ほんほん

ひさびさ千夜、古代史番組、湖北めぐり

ほんほん51

◆この一カ月、千夜千冊を書きそこねていた。いくつか理由はあるが、それでノルマがはたせなかったという説明にはならない。階段の昇り降りがへたくそだったとか、散髪がどうにもうまくいかなかったとかいうのに似ている。ずっと前のことだが、急に俳句が詠めなくなったり、人前で話すとなんとも食い違うということがあったりしたが、そういうことに近かったのだろうと思う。ロシアのことを書いて取り戻すことにした。
◆関口宏・吉村武彦と一緒に『一番新しい古代史』という番組をやることになった。BS・TBSの毎週土曜日のお昼から放映される。3チームが次々に用意するフリップ上の古代史クロニクルを関口さんが入念に辿っていくのを、ところどころで吉村さんが解説を加え、ところどころでぼくが勝手なイメージをふくらませるというやりかたで進む。1時間番組だが、30分ほどのリハのあと、本番用をだいたい90分か100分を撮って、それをプロダクション・チームが多少の取捨選択をして、絵やキャプションを付けて仕上げる。おかげで事前に、吉村さんの著書を読むのが仕事になった。これは仁義でもある。さきほどは岩波新書の『聖徳太子』と『女帝の古代日本』を再読した。

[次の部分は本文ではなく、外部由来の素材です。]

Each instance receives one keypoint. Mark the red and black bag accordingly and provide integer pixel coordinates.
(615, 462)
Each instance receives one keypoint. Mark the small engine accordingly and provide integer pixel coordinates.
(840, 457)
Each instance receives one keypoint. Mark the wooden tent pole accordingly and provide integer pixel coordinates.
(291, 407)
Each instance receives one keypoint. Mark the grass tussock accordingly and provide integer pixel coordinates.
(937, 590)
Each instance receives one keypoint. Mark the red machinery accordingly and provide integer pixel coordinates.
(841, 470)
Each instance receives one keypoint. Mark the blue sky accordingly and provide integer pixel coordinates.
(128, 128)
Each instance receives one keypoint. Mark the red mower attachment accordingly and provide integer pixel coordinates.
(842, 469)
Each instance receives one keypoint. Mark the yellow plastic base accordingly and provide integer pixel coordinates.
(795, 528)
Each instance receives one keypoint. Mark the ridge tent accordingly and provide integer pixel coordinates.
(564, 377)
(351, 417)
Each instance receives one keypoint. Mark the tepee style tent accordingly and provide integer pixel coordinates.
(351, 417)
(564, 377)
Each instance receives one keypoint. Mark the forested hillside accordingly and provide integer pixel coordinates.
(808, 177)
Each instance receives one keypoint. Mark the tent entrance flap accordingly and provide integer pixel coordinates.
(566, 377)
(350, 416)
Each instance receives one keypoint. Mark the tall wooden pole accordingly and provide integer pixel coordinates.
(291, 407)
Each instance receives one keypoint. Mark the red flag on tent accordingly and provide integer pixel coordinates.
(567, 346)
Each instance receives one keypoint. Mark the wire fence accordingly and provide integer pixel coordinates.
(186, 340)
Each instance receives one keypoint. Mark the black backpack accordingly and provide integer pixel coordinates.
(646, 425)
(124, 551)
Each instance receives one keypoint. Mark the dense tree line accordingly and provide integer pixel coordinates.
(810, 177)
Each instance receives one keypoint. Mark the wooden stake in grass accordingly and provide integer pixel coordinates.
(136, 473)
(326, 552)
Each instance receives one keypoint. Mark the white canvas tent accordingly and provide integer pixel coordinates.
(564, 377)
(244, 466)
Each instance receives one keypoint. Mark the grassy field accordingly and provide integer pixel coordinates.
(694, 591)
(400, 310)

◆古代史の本はキリなくある。記紀・風土記・六国史をはじめとする史書をべつにすると、多くは研究者たちのもので、ぼくは研究者ではないからこれまでバラバラに、かつ好きに読んできた。なかにはとんでもない仮説に走ったものも少なくないが、それらにもけっこう目を通した。数えたこともないけれど、500冊や1000冊はとっくに超えているだろう。さあ、それで通史的にはどうまとまったのかというと、まとまるわけがない。とくにぼくは古代史の流れよりも古代観念の渦のありかたに関心があるので、万葉の歌や折口の文章に耽るのが醍醐味になってきたから、その手の読書がそうとう多い。これは通史的にはなりえない。間歇泉のような息吹とのつきあいなのだ。

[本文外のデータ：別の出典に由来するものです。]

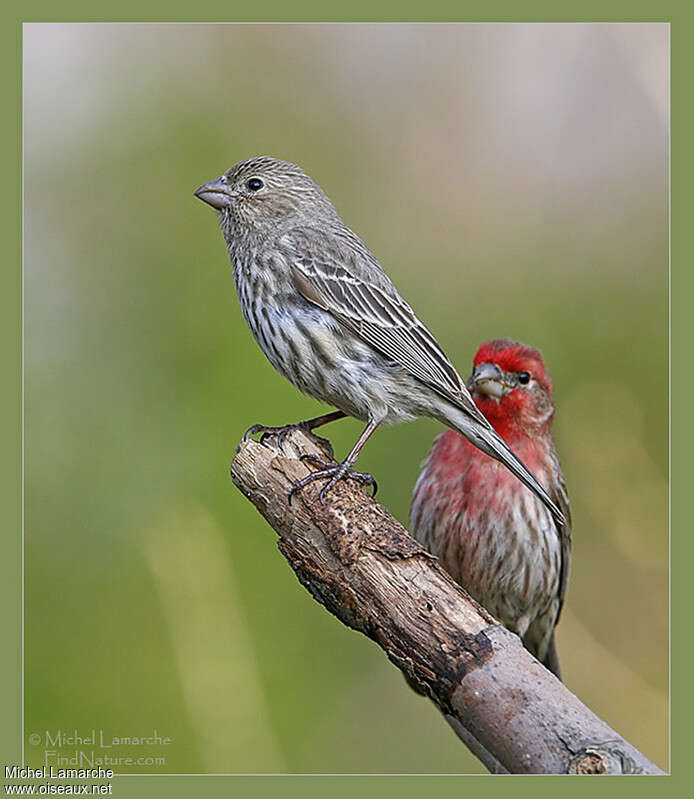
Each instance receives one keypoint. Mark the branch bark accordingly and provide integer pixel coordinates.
(365, 568)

◆それでもふりかえってみると、やはり内藤湖南・津田左右吉・石母田正・井上光貞・直木孝次郎・西嶋定生・小林敏男というふうに発表順・テーマ別にアタマの中に並べなおして、定番史観を眺めてきたようにも思う。研究じみてつまらないように思われるかもしれないけれど、いろいろ読んでいくと、そうなるのだ。それがまた歴史観の錬磨には有効なのだ。しかし、こういう並べなおし読書だけでは何も飛躍がない。歴史は通史がまとまればそれでおもしろいというわけではなく、『鎌倉殿の13人』ではないけれど、自分なりの人物像やドラマ性もギャップも想定できて、かつ一挙に細部に入り込んだり、巨きく俯瞰もできるようにならなければ、歴史を展いているという実感がもてない。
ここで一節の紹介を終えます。